The Municipal Development Planning and Budgeting Unit (MDPBU) has been renamed Municipal Planning Co-ordinating Unit (MPCU) and the Budgeting function of the Unit has been relocated in the Finance Department. Co-ordination between the  Assembly and other bodies like public corporations, statutory bodies and non-governmental organizations have been stressed in the new Act.


The new institutional arrangements as discussed above show a greater amount of responsibility on the  Assembly than ever before. The overall effect of the new Act is to weaken the vertical linkages of the Assembly level institutions with their parent ministries and to strengthen the horizontal relationships with each other and the Assembly. It is expected that the Assembly will progress towards a greater integration of its development plans and programmes. However, the creation of the new departments will cause major shifts in the institutional set up of the Assembly.

New organizational structures will have to be established, old staff may need reshuffling and re-orientation and working procedures may need to be revised. With the launching of the District Assemblies Common Fund, the Assembly’s project financing capability has improved. In view of all these, the Assembly’s need for permanent qualified staff is more urgent than ever before, Besides, there is the need to offer regular training for old staff.

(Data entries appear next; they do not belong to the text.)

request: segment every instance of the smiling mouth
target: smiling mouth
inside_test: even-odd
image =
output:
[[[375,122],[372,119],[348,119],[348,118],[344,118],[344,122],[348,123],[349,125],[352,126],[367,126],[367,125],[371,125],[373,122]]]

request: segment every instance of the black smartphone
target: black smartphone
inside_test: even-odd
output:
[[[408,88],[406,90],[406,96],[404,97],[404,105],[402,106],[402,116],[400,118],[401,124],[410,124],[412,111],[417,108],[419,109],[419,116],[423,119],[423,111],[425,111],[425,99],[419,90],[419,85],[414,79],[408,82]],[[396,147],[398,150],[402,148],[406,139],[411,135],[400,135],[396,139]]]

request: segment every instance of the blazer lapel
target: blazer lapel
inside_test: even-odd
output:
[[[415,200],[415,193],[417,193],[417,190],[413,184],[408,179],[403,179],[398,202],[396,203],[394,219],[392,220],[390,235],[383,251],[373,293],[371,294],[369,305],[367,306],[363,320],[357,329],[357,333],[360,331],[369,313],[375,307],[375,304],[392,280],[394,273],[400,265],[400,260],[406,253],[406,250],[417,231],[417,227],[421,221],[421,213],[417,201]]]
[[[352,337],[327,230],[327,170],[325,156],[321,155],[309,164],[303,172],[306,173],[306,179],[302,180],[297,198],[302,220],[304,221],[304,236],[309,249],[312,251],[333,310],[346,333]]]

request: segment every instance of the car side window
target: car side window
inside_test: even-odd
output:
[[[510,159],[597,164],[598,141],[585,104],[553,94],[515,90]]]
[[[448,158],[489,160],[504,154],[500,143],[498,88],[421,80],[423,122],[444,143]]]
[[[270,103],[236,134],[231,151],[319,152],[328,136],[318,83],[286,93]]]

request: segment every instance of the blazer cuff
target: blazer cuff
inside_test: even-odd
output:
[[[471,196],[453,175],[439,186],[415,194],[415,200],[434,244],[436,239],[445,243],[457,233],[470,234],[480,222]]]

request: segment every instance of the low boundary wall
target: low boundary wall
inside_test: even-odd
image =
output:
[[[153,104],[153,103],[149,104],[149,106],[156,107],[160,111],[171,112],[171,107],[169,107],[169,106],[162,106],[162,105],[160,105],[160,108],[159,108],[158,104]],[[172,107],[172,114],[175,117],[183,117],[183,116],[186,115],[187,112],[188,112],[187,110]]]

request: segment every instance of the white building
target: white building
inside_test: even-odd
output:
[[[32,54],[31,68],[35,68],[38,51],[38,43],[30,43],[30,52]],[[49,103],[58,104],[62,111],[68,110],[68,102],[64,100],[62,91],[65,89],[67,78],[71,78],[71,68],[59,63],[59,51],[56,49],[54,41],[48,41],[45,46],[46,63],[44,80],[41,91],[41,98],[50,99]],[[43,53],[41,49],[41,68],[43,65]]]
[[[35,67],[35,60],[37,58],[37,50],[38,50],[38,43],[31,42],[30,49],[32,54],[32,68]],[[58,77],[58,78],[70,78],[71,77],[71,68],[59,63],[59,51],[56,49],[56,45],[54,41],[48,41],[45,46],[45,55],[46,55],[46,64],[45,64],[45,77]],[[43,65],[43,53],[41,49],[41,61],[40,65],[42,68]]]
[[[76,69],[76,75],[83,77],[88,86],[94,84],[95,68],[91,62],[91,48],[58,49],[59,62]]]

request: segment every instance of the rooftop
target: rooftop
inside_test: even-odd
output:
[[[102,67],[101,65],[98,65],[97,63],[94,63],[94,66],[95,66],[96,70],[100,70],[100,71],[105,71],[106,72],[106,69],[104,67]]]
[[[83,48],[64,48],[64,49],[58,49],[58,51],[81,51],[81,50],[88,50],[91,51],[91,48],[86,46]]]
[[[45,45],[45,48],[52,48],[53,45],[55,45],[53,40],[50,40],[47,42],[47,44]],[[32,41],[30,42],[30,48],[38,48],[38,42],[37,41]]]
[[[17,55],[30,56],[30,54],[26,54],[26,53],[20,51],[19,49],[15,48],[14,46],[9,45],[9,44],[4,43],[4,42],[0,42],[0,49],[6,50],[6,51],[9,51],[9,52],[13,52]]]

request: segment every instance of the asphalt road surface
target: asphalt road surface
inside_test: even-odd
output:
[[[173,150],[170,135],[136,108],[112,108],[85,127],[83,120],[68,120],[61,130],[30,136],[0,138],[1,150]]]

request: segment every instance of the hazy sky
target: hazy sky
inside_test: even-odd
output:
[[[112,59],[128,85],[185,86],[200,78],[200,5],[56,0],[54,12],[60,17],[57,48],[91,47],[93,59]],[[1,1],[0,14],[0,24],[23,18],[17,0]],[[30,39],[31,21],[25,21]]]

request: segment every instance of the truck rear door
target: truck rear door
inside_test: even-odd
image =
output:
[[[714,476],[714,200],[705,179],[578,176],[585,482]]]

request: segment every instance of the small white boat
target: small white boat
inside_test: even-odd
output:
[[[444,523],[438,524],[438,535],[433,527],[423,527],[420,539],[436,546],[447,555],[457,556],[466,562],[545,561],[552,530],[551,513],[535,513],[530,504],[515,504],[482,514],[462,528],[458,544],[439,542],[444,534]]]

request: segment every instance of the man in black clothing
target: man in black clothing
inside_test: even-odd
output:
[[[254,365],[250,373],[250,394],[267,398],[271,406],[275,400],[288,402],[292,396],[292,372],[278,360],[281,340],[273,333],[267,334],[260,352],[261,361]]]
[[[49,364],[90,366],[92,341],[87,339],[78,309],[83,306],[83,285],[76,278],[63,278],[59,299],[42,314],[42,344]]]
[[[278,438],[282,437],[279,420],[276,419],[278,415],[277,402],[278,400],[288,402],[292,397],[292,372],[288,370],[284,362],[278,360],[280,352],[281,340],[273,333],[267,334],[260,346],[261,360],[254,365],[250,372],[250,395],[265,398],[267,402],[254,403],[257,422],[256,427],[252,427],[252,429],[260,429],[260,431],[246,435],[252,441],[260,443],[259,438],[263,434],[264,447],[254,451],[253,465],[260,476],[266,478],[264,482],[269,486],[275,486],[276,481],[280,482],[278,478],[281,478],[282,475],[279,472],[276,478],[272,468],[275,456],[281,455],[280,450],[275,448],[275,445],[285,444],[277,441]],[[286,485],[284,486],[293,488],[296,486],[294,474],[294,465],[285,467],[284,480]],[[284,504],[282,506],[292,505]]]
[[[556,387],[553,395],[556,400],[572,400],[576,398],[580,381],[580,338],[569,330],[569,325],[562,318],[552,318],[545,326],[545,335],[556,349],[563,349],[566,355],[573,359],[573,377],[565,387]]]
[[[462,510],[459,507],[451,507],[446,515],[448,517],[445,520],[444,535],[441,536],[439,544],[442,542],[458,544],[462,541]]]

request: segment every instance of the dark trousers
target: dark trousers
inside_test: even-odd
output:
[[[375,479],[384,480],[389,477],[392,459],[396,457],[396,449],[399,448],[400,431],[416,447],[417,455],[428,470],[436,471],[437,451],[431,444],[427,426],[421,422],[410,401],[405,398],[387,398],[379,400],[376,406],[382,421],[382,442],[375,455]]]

Human Resource Development

Human resource, social infrastructure and basic services serve as a vehicle and tool to propel the development of every nation. The Growth and Poverty Reduction Strategy (GPRS II), a strategic framework for Ghana, has as an important component of Human Resource Development. This theme is to ensure that the right to basic social services such as education, health care, safe drinking water and sanitation and decent housing that improve the well being of all Ghanaians.

The NEPAD and MDG also seek to promote gender equality and empowering women. This was to eliminate gender disparities in the enrolment in primary and secondary education. This section analyses the provision of social infrastructure and services such as education, health, water and sanitation, housing, skills development and energy.